If you’re a practising data scientist, it’s very easy to see some really good results. I’ve done this myself, you’re like: this is really awesome! Until you hit the real world and things break. So if things appear too good to be true, they probably are. Second rule: allow humans to shape decisions. In my company we’re building this app to do data collection and one part of it lets you draw what you want your app to look like, take a photo, and it’ll generate that app and a website out of that. It’s easy, you just take some photo, do some magic, and you generate html and a mobile layout. Here’s a neural network, it’s awesome.

You can do this type of thing, generates html, awesome. And look, look at the numbers that come out.
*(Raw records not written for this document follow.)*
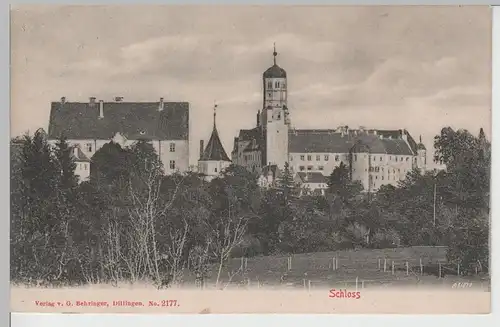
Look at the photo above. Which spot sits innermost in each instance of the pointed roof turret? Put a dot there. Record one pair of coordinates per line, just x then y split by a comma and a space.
214, 151
420, 145
275, 71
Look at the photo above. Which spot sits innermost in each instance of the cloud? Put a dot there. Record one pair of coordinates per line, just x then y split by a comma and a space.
385, 67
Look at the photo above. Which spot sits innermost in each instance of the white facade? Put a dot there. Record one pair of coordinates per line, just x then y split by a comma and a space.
174, 154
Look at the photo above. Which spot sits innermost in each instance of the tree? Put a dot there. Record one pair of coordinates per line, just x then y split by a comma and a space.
235, 198
66, 164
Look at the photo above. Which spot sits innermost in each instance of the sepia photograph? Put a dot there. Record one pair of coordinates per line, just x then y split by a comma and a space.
250, 159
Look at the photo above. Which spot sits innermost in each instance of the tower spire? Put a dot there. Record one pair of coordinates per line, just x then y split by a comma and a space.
274, 52
215, 112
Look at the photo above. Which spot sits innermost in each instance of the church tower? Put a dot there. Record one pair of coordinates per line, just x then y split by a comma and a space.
275, 117
213, 159
421, 156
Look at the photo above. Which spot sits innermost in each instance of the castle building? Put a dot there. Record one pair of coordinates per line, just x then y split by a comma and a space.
213, 158
374, 157
89, 125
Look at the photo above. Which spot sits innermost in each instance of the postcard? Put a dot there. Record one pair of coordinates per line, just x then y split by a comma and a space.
250, 159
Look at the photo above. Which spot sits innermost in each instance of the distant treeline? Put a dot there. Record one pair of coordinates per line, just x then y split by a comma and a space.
131, 222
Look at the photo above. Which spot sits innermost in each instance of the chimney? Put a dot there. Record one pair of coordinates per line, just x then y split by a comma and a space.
160, 108
101, 109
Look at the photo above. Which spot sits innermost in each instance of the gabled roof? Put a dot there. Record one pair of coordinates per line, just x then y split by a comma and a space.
311, 177
272, 170
134, 120
331, 141
214, 151
79, 156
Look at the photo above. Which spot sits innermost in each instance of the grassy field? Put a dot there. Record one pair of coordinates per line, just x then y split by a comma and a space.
317, 268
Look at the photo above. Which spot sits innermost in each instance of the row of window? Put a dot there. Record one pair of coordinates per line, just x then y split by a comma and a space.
337, 158
377, 169
318, 157
89, 147
277, 84
309, 168
83, 166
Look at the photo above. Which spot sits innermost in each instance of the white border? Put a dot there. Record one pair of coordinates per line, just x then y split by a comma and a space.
122, 320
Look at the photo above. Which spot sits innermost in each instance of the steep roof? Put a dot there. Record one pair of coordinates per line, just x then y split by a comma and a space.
331, 141
311, 177
272, 170
79, 156
134, 120
214, 151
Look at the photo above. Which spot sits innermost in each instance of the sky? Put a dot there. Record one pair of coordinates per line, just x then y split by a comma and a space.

The accuracy is 99%, must be fantastic.

But, when you actually test it with users, it was really useless.

It didn’t respond to user needs, users don’t know what they want so it’s much better to present the options to the user and let them choose from that, perhaps based on a photo of something that they like. Instead of trying to do the generation of this website, what instead we do is have a preset of templates, let them draw something, and do the selection. So that’s what this is saying.

Look, it’s a lot more reliable, you don’t have the generation problems with generating invalid code, and it also solves a whole lot of other problems. Things like where do you put navigation on a generator website, do you try to make the person write in: I want navigation here.

Do you try to make them draw menus? All of those things are really hard for a machine learning approach to tackle.

But by turning into classification, which means selection out of pre-existing things, you can deal with that straight away.

So this is what it looks like, a very early prototype from around about May. So just take a photo, and there you get your layouts. So you can let them scroll through and you can see the top match is at the top and that generates it from there.

Generally, I think it is better to use recommendation over some other approaches, because it incorporates the human factor straight into it. It lets the human make those decisions.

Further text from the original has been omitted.